Even though I am almost certain that everybody else present at the Cleveland meeting had been vaccinated, we were still required to take a specific COVID test prior to arriving. The project has hired a COVID-compliance officer whose sole job is to maintain protocols. They arranged for my test in New York and then required me to fill out an online questionnaire that morning. The meeting was conducted in masks. I knew some people there and was introduced to some others for the first time that day.

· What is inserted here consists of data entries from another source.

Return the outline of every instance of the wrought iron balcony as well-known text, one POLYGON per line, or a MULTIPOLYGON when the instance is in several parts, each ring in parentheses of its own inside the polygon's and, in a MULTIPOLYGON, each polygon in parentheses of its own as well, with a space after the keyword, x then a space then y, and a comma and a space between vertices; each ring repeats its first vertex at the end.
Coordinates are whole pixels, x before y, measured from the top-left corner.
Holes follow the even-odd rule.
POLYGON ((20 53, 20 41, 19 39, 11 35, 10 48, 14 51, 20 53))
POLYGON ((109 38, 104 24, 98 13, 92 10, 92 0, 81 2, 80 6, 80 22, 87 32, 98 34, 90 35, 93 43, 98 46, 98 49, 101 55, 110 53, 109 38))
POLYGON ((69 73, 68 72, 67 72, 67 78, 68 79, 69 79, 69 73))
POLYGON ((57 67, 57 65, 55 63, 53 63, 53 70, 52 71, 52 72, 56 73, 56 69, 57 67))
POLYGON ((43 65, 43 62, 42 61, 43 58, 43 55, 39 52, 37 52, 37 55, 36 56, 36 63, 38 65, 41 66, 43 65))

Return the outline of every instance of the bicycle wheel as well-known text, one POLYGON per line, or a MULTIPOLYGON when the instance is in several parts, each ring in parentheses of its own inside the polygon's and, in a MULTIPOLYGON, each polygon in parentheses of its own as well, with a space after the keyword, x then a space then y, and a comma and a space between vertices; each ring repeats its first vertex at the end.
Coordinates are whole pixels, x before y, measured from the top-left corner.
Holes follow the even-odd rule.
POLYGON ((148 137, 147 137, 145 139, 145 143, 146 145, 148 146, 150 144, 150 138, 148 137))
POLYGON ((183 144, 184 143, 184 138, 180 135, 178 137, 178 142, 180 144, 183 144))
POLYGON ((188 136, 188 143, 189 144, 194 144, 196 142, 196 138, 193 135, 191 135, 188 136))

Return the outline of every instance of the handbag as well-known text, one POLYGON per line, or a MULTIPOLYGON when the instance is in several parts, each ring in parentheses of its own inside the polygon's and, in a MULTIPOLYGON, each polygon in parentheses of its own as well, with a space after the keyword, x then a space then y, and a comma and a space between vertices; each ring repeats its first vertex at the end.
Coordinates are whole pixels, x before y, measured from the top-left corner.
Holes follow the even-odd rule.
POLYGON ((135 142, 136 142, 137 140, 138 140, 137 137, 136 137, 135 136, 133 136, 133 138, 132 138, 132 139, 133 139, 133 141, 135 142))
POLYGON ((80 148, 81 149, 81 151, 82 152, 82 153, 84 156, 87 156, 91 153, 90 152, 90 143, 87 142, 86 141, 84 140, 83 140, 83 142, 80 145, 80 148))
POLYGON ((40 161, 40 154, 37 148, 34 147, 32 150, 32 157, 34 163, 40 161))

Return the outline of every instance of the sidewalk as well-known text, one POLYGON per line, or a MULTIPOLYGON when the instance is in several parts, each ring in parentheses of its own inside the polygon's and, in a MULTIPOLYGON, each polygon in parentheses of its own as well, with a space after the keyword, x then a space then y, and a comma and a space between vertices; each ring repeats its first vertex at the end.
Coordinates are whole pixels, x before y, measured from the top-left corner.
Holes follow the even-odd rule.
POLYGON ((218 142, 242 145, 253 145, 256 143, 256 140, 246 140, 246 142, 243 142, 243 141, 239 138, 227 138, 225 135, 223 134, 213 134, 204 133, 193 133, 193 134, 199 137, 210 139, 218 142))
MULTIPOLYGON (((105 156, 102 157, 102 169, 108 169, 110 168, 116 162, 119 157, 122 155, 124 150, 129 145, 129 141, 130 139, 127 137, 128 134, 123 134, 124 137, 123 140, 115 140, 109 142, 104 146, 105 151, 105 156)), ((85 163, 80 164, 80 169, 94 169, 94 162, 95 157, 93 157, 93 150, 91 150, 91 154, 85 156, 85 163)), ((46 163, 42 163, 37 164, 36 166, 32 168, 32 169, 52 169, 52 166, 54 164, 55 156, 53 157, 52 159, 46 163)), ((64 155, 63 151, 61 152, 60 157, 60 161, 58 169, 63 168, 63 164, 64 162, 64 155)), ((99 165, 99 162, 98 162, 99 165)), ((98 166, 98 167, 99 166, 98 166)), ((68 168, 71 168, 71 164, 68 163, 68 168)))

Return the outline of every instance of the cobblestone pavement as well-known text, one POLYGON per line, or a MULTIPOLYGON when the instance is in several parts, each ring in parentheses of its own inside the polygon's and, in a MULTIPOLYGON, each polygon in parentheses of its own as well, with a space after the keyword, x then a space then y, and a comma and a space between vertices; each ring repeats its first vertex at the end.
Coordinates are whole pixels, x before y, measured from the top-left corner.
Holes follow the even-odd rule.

Later, the director and I joked about how surprised we were by what some people really looked like when they took off their masks to eat lunch.
After the meeting, we headed back to the airport and continued to Los Angeles, to do some more preliminary work for a few days before we eventually head home. We had to take a puddle-jumper to Detroit before getting to our flight onward to Los Angeles. The experience before both of those flights was much the same as the first one- normal, except for mask-wearing. The flight to LA was completely full. The flight attendants paid a lot of attention to the mask mandate and throughout the trip asked people to make sure that their mouths and noses were always covered.
As of the middle of the month, federal employees who have been vaccinated no longer need to wear masks in federal buildings. The mask mandate on interstate public transportation, however, has been extended into September. In New York City, the limits on how many fully vaccinated people can be present inside an establishment have been removed on a state level along with social distancing guidelines, but businesses, themselves, can still choose how they want to operate in that regard. Stores still have signs requiring people to wear masks and many smaller stores still have capacity limits.
So far, I have never once been asked about my vaccination status by anybody. Ever. It has had no impact at all on work-place safety that I can see. There are reports that the entertainment unions are working towards easing and updating their protocols based on vaccinations, but for the moment, everything is operating as if the vaccines don’t exist.
Over the last fourteen months, I have watched New York shift and change daily. Here in LA, I am seeing the city for the first time after the fact. I walked down Hollywood Boulevard yesterday. The Farmer’s Market was in full swing. Plenty of people were out and about buying produce and homemade food. Along the Boulevard, itself, though, many stores were shuttered and dark. There were far more homeless people camped out than I ever remember seeing before. Up near Grauman’s (now TCL) Chinese Theatre, there were many tourists out and walking, but most of them seemed American. I heard a lot of English and Spanish, but not much of anything else.
Later, I met up with some friends at the Grove, a high-end shopping mall to the south, and aside from mask-wearing, everything there seemed to be as I remembered it the last time I was in town. I ate lunch at the Farmer’s Market adjacent to it and it was as crowded as it usually is. People wore masks but there was no distancing.
Until new guidelines are developed, we are going to be working under very strict COVID rules. There are, however, issues other than the virus that are going to potentially change what this upcoming job looks like. The realignment of our society in terms of race and gender and simple, basic, appropriate behavior is likely to have a huge impact on our day to day working habits. Until we start doing it, though, I can’t say that I have any idea what that specifically means. Beyond trying to be more sensitive to what people are feeling and experiencing, I’m not sure what to expect or how to prepare for any of it.
I heard that I may not get a job that I was approached about doing next year because the theatre in question is hoping to hire somebody of color for the position. Part of what theatres are up against in their attempts to diversify is that there are a limited number of people of color with the experience necessary to be able to do the job at the level required. It is going to take a few years of concentrated effort on everybody’s part to bring others forward to the place where they can fill these positions. My being a white man gave me an advantage that many did not have. As result of that, my subsequent level of experience has now given me a further advantage that not a lot of other people share. I don’t have a problem with letting go of those advantages in favor of someone who doesn’t have them. If the theatre can find someone who can do it, then they should. There is a huge difference between getting fired from a position and just not getting hired in the first place. It’s not my job until it is my job. It’s not something that I might lose, it’s just something that I might not get.
I am looking forward to getting into the job I am currently preparing for. Mostly. It has a beginning, middle and an end. It’s not a show that is going to run. The whole experience will be about six weeks and then I’ll be unemployed again. I am fine with that. One of the projects that I am supposed to be doing later in the year might end up as a show that runs, but certainly for the next year or two most of my work is going to be on exploratory and developmental workshops that are finite stretches of time. I am fine with that too.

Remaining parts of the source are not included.